Tutto si é concluso con una cena insieme, degustando la buona carne brasiliana.... 

mercoledì 19 dicembre 2012

Feliz Natal de Utinga, familia Bellorio



Ciao a tutti,
Ed eccoci qui a raccontare il 2° Natale che passiamo in Brasile. Beh, che dire: qui ci sono piu di 30 gradi, la scuola é finita (finita, finita, come in Giugno in Italia), chi se lo puó permettere (pochi) andrá a trovare qualche parente in giro per il Brasile, altri (la maggioranza) riceveranno visite oppure resteranno tra loro a “far scivolare”  il Santo Natale; si, far scivolare, perché dovuto a queste condizioni qui il Natale non é cosi presente, cosi sentito.
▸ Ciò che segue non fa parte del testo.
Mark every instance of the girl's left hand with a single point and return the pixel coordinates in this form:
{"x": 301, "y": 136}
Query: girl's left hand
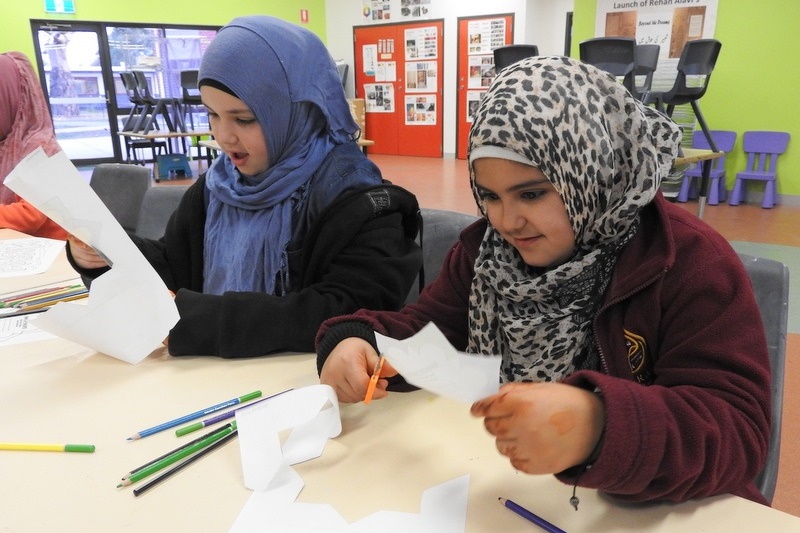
{"x": 543, "y": 428}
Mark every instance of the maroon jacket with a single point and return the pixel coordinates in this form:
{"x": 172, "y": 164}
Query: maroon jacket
{"x": 679, "y": 317}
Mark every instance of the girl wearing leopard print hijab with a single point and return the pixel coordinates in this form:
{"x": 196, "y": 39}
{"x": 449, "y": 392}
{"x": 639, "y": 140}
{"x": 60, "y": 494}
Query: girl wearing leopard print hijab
{"x": 625, "y": 323}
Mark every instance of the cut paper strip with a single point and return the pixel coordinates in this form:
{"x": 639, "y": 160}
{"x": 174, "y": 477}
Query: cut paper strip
{"x": 129, "y": 311}
{"x": 443, "y": 509}
{"x": 312, "y": 413}
{"x": 427, "y": 360}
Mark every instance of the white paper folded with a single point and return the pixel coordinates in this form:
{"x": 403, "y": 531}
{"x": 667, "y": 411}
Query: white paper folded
{"x": 129, "y": 311}
{"x": 427, "y": 360}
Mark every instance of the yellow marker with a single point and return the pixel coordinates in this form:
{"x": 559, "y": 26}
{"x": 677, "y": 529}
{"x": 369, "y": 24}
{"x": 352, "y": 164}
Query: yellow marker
{"x": 373, "y": 381}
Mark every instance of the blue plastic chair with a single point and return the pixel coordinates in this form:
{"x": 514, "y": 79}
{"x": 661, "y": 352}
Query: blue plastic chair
{"x": 717, "y": 190}
{"x": 762, "y": 149}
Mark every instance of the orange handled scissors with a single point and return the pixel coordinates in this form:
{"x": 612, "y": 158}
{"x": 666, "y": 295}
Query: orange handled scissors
{"x": 373, "y": 381}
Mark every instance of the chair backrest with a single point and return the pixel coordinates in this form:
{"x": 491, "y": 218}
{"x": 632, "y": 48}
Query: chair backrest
{"x": 645, "y": 64}
{"x": 725, "y": 140}
{"x": 763, "y": 148}
{"x": 122, "y": 187}
{"x": 439, "y": 231}
{"x": 615, "y": 55}
{"x": 697, "y": 61}
{"x": 189, "y": 86}
{"x": 510, "y": 54}
{"x": 771, "y": 287}
{"x": 157, "y": 206}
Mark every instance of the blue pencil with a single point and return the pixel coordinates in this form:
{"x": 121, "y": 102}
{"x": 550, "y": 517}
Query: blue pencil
{"x": 195, "y": 415}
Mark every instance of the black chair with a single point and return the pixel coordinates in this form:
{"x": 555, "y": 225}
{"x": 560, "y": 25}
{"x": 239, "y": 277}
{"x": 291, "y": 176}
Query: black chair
{"x": 159, "y": 106}
{"x": 140, "y": 110}
{"x": 157, "y": 207}
{"x": 770, "y": 280}
{"x": 507, "y": 55}
{"x": 615, "y": 55}
{"x": 645, "y": 64}
{"x": 190, "y": 94}
{"x": 439, "y": 231}
{"x": 698, "y": 59}
{"x": 121, "y": 188}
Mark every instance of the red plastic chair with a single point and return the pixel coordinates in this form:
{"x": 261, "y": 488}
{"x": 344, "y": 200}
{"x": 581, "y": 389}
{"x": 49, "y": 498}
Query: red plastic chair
{"x": 762, "y": 149}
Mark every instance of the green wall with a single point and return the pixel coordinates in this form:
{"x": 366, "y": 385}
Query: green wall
{"x": 756, "y": 82}
{"x": 16, "y": 34}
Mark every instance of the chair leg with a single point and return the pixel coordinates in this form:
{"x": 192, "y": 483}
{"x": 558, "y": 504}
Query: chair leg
{"x": 769, "y": 195}
{"x": 737, "y": 194}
Cercheremo di fare un raffronto, magari un pó critico: qui il Natale “scivola”: scivola nel caldo tórrido dell´interiore bahiano, nelle vacanze dei bambini che giocano per le strade, scivola lungo le interminabili strade che portano la gente verso case di parenti per ore e ore di cammino ... scivola, direte voi? ALLORA LA NASCITA DEL SALVATORE, QUESTO MOMENTO COSÍ IMPORTANTE DELLA NOSTRA VITA CRISTIANA, É VISSUTO COSÍ IN BRASILE ?  Beh, essendo un pó radicali, ma realisti diciamo “SI “.
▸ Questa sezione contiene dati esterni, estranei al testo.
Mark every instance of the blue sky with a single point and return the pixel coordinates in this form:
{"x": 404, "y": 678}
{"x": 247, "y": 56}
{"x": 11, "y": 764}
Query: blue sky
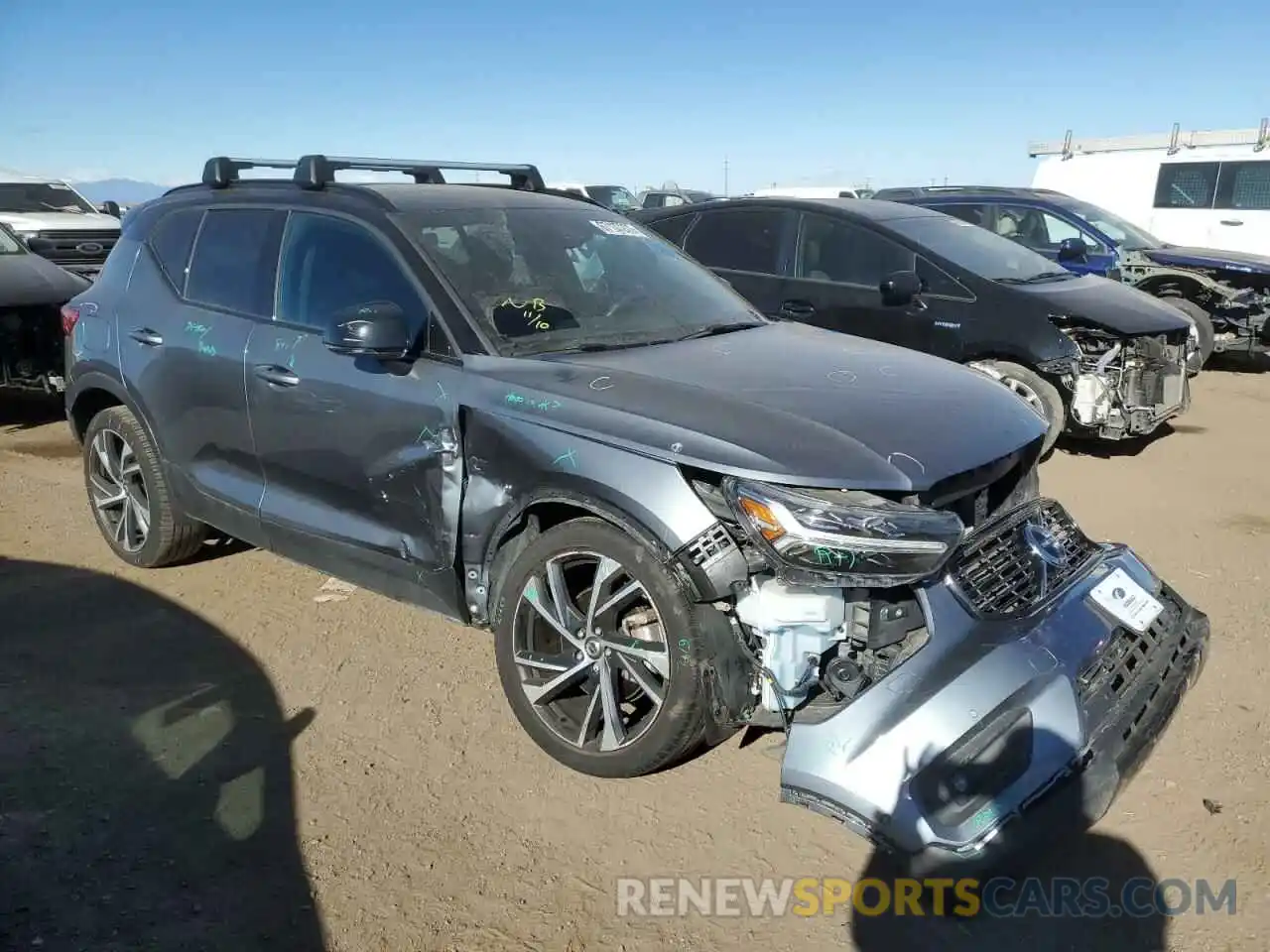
{"x": 812, "y": 93}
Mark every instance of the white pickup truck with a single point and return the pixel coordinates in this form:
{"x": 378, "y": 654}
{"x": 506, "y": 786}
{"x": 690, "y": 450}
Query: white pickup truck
{"x": 58, "y": 222}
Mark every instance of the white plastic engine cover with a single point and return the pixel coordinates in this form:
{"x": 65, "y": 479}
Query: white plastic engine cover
{"x": 795, "y": 624}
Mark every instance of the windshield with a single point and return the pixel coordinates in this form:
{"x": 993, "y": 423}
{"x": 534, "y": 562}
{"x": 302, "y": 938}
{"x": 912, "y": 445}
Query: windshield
{"x": 615, "y": 197}
{"x": 552, "y": 280}
{"x": 39, "y": 197}
{"x": 9, "y": 244}
{"x": 978, "y": 250}
{"x": 1123, "y": 235}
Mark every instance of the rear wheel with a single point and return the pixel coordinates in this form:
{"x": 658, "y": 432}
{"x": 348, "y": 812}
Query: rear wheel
{"x": 1202, "y": 331}
{"x": 594, "y": 643}
{"x": 131, "y": 502}
{"x": 1035, "y": 391}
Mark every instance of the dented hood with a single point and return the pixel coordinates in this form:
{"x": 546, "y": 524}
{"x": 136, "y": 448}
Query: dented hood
{"x": 1184, "y": 257}
{"x": 784, "y": 402}
{"x": 1109, "y": 304}
{"x": 27, "y": 280}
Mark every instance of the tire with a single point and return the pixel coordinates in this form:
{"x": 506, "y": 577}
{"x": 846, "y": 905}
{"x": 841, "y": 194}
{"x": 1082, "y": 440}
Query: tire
{"x": 1203, "y": 325}
{"x": 1023, "y": 379}
{"x": 132, "y": 472}
{"x": 676, "y": 726}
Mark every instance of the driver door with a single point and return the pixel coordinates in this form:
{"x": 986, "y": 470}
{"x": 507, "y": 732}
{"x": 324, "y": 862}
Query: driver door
{"x": 361, "y": 460}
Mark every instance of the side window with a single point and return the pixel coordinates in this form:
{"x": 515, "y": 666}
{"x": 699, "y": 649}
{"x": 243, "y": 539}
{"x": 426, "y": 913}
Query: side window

E invece ci chiediamo: e in Italia o nel resto del mondo occidentale ? Non sará che magari al contrario il calore delle case, con pochi gradi fuori, porti le persone a vivere questo momento con fede e con amore ? O sará che invece anche da “quelle parti” il Natale scivola, tra le luci della cittá, le vetrine addobbate, i regali , la consuetudine di fare l´albero e il presepe ... ?
Forse come abbiamo giá detto poco sopra, siamo radicali, ma crediamo che per molte persone sia cosi, dimenticandoci che la nascita di Gesú deve ravvivare, riaccendere la nostra fede, fede in un Salvatore che si é fatto uomo ed é venuto in mezzo a noi , per salvarci.
É solo un pensiero per riflettere, niente di piú.
Allora vi auguriamo di passare un Felice Natale, assieme alle vostre familie, con i vostri amici, con le persone a cui volete bene, con serenitá, con gioia, ma sempre ricordandoci che stiamo commemorando  la nascita di Gesú, fattosi uomo, venuto in mezzo a noi, per STARE con noi, con le nostre debolezze, i nostri limiti, le nostre fragilitá ... e questo é bello, é una gioia QUE VALE A PENA ricordare ogni anno.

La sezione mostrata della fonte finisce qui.